29 Mart seçimleri üzerine yazıldı çizildi. Her seçim sonunda olduğu gibi bu seçimde de hiç kaybeden olmadı! Herkes kendine göre kazandı. Bana göre bu seçimden çıkan sonuç, bütün siyasi partilerimizin şapkalarını önlerine alıp düşünmeleri açısından güzel bir fırsat oldu. İktidar partisi açısından silkelenme, Muhalefet açısından umut oldu. 22 Temmuz seçimleri sonrasında gazetemde ki köşemde yazdığım gibi, Bu Milletle İnat Olmaz! Bir defa herkes bunu bilecek. Osmanlı bakiyesi olan genç Cumhuriyetimizi oluşturan kavimler topluluğuna bir bakalım. Türk, Kürt, Laz, Arnavut, Boşnak, Gürcü, Abaza, Arap vd. Bu topluluklar Dünya’nın en İNATÇI insanlarından oluşur. AKP yi bundan önce, gerek Genel seçimlerde, gerek Yerel seçimlerde iktidara taşıyan sebeplerin başında, Milletle inatlaşma yatar. 29 Mart seçimlerinde AKP nin elinde olup, kaybettiği yerlere bakın! Yine altında milletle inatlaşma yatar.

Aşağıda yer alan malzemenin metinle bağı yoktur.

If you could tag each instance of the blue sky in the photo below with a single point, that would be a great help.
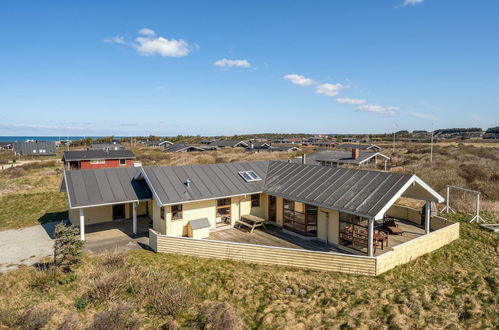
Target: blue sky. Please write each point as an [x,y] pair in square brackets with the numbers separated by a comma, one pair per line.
[227,67]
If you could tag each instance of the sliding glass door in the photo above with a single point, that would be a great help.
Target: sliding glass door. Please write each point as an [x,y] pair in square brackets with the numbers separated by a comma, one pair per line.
[300,217]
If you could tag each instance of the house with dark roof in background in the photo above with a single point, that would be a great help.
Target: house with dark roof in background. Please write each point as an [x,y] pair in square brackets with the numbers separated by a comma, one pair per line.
[35,148]
[91,159]
[327,209]
[228,144]
[336,158]
[106,146]
[363,147]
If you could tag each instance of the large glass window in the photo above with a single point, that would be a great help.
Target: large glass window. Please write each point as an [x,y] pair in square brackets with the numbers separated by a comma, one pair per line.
[255,200]
[300,217]
[177,212]
[223,208]
[353,231]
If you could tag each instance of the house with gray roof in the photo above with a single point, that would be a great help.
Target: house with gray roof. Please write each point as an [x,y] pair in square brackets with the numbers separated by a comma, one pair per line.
[92,159]
[182,147]
[363,147]
[340,208]
[336,158]
[228,144]
[35,148]
[106,146]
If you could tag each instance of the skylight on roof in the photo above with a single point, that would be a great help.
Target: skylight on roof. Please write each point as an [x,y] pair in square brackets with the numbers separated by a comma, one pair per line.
[249,176]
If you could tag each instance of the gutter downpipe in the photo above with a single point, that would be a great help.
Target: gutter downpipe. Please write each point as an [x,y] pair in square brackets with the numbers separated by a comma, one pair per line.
[239,205]
[327,226]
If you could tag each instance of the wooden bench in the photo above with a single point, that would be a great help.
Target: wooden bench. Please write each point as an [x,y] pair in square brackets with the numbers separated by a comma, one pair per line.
[251,222]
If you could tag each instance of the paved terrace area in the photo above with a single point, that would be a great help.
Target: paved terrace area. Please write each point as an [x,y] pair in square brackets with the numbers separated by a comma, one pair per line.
[273,236]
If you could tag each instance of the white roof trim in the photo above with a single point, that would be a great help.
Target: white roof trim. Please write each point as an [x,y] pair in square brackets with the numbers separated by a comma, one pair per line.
[143,174]
[399,193]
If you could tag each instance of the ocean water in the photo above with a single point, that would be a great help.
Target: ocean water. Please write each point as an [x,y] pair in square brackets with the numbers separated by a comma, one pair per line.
[44,138]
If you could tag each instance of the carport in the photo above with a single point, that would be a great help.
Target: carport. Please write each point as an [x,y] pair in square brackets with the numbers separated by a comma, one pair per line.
[105,196]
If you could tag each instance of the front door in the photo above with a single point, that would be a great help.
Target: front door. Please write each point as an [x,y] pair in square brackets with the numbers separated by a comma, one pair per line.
[272,208]
[118,211]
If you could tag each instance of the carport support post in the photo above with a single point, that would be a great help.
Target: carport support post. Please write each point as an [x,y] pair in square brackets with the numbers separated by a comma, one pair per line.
[134,208]
[427,217]
[82,225]
[370,236]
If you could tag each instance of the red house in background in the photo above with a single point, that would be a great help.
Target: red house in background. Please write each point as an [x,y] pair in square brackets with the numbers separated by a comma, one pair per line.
[91,159]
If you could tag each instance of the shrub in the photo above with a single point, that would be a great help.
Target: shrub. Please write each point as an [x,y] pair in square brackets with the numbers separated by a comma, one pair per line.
[114,260]
[44,278]
[165,295]
[34,318]
[106,287]
[68,248]
[221,315]
[119,316]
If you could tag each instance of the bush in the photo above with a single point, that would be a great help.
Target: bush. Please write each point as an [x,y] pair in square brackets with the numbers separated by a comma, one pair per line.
[119,316]
[44,278]
[34,318]
[106,287]
[68,249]
[221,315]
[114,260]
[165,295]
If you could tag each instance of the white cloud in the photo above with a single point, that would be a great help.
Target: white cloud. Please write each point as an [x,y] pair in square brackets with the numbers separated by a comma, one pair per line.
[147,44]
[411,3]
[347,100]
[147,32]
[378,109]
[329,89]
[232,63]
[116,40]
[423,115]
[299,80]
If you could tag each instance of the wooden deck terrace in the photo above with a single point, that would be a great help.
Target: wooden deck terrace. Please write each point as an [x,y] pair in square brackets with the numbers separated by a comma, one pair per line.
[274,236]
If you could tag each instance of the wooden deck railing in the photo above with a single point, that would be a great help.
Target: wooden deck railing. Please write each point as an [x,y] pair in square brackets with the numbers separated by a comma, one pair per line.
[324,261]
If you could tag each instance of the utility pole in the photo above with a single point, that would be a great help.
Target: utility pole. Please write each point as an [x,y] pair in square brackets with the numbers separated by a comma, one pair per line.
[431,146]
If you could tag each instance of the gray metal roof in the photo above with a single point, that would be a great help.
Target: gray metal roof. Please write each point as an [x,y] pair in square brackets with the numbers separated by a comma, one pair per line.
[75,155]
[105,145]
[360,192]
[199,223]
[104,186]
[28,148]
[340,156]
[228,143]
[178,147]
[207,181]
[358,146]
[350,190]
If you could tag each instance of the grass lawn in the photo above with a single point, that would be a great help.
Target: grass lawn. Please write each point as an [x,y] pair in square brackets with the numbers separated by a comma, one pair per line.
[23,210]
[454,287]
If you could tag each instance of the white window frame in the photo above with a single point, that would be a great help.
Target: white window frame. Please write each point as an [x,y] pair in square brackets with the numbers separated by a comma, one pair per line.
[251,174]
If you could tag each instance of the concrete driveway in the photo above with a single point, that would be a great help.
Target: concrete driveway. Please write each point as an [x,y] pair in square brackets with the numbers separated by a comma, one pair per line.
[25,246]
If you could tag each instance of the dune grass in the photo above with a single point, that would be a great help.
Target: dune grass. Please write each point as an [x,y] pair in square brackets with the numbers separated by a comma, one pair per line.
[453,287]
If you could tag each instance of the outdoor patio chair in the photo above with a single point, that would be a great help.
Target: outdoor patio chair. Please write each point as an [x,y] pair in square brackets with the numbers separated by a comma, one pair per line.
[392,227]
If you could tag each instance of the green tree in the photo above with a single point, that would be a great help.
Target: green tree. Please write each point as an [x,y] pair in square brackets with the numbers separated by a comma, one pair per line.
[68,249]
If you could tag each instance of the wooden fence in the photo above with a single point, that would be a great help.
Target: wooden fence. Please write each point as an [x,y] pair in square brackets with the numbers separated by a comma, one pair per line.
[264,254]
[325,261]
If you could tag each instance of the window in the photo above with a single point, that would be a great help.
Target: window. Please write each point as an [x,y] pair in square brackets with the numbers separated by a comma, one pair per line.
[249,176]
[255,200]
[223,208]
[300,217]
[177,212]
[353,231]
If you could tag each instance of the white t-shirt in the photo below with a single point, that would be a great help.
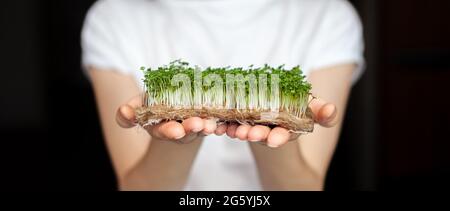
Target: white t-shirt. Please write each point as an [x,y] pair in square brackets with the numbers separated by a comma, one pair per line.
[123,35]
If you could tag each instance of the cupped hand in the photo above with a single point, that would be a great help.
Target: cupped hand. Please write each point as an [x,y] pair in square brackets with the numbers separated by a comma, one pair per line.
[181,132]
[325,114]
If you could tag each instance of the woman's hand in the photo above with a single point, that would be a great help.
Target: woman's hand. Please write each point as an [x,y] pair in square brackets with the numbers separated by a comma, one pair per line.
[184,132]
[195,127]
[325,114]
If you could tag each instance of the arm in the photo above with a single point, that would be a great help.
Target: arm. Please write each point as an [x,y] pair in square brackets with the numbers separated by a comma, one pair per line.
[302,164]
[137,156]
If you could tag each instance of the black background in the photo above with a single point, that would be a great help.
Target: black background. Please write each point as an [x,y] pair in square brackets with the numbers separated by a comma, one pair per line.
[396,128]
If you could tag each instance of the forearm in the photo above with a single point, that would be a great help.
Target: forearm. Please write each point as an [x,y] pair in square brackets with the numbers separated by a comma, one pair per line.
[284,168]
[165,166]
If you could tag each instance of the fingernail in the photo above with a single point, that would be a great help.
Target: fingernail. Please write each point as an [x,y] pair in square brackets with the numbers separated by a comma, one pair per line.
[179,137]
[196,130]
[272,145]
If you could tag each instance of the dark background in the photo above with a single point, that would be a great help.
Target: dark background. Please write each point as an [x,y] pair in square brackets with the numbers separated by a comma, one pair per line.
[395,136]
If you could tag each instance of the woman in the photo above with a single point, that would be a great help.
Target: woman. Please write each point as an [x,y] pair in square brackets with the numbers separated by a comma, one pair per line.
[119,36]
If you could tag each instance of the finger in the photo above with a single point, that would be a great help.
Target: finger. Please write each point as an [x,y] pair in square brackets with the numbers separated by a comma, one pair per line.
[210,126]
[277,137]
[258,133]
[231,130]
[193,124]
[242,132]
[125,116]
[324,113]
[221,129]
[168,130]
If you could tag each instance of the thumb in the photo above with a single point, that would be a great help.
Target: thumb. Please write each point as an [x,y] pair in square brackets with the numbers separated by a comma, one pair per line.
[125,116]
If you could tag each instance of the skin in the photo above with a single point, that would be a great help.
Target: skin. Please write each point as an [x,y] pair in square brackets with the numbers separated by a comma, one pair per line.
[285,161]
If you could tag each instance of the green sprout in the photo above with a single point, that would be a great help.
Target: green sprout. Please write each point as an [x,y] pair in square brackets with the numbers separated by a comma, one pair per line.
[252,88]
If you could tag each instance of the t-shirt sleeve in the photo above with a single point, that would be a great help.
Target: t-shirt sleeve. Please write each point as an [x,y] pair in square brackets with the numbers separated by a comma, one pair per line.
[100,40]
[340,39]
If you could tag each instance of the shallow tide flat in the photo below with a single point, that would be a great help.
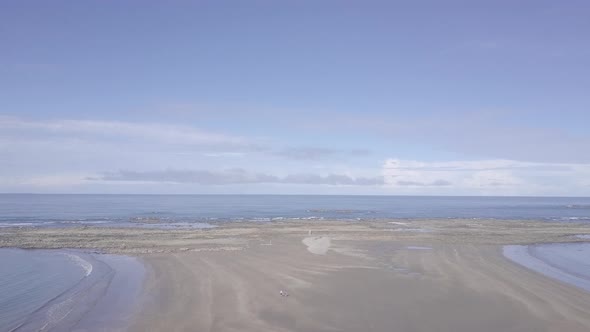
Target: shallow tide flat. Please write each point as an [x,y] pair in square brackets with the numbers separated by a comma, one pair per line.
[412,275]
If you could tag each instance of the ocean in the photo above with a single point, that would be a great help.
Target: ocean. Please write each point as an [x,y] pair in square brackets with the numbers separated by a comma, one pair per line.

Bana göre Demokrasimiz açısından bu seçimler çok güzel cevaplar vermiştir. Millet öncelikle, “Sandıkla getirdiğimi, sandıkla yollamasını bilirim!” demiştir. “Gölge etmeyin başka ihsan istemem” demiştir. “ Ben şerefli bir Milletim, Kömür Kumanya vs. gibi şeylere oyumu satacak kadar onur ve haysiyetten yoksun değilim, bundan sonra herkes işine baksın!” demiştir. “Bundan böyle kimse Demokrasi dışı arayışlara kalkışmasın ve beni bazı değerler ile korkutmaya kalkmasın.Ben gereğini yaparım!” demiştir.
15 Ocak’ta bu sitede, “ CHP, İstanbul ve Üsküdar.” Başlıklı yazımın bir bölümünde, “İstanbul gibi bir şehirde İl başkanlığı yapmak benim gözümde Bakanlıkla eş değer bir makamdır. AKP’de Mehmet Müezzinoğlu bu görevi çok iyi yaparken, inanın şuan ki İl başkanını tanıyan bilen varsa beri gelsin! Gerek ekonomik gerek siyasal gündem hararetli bir şekilde tartışılırken, bu makamda oturan şahsın kamuoyuna yönelik bir açıklamasını veya risk alıp şahsi fikrini bile duymadım.” Demiştim. Sabah gazetesinden AKP yi çok yakından takip eden Mahmut Övür bey, dünkü köşesinde ( Ak Parti İstanbul’da neden zorlandı- 05.04.09) bizim 3 ay önce yazdıklarımızı dile getirmiş. Şayet; Siyaseti bir iddia işi olarak görmez, işinizi ciddi yapmaz, sadece Statünüzü muhafaza etme yeri olarak görürseniz sıkıntıyı yaşar ve yaşatırsınız. AKP de Nihat Ergün gibi aklı selim düşünen insanların varlığı bu parti adına ümit verici. “Halka, bize oy vermediği için Nankör diyemeyiz.” Sözleri, işini ciddi yapan bir Genel başkan yardımcısına yakışır sözlerdir.
CHP de, İstanbul’da ki oy artışının, Ülke genelinde aldığı oylardan fazla oluşunu, şapkasını önüne koyarak iyice düşünmeli. Kemal bey ve Gürsel bey gibi halka tepeden bakmayan, yeni şeyler söylemenin gerekliliğine inanan, Ortak aklı kullanıp, ekip ruhunu ve takım oyununu kampanya süresince iyi kullanan isimlerin ön plana çıkarılmasının vaktinin geldiğini görmeli. Ortak değerlerimiz üzerinden insanlarımızı korkutarak siyaset yapılmayacağını artık anlamalı. İstanbul örneğinde olduğu gibi, insanlarımız inandığında ve ikna olduğunda demek ki hatırı sayılır şekilde desteğini esirgemediği bilmelidir.
Şimdi zaman, hesap alma hesap verme zamanıdır. Ben şimdiden, önümüzde ki seçimlerin 29 Mart’ tan daha zevkli geçeceğini sizlere söyleye bilirim.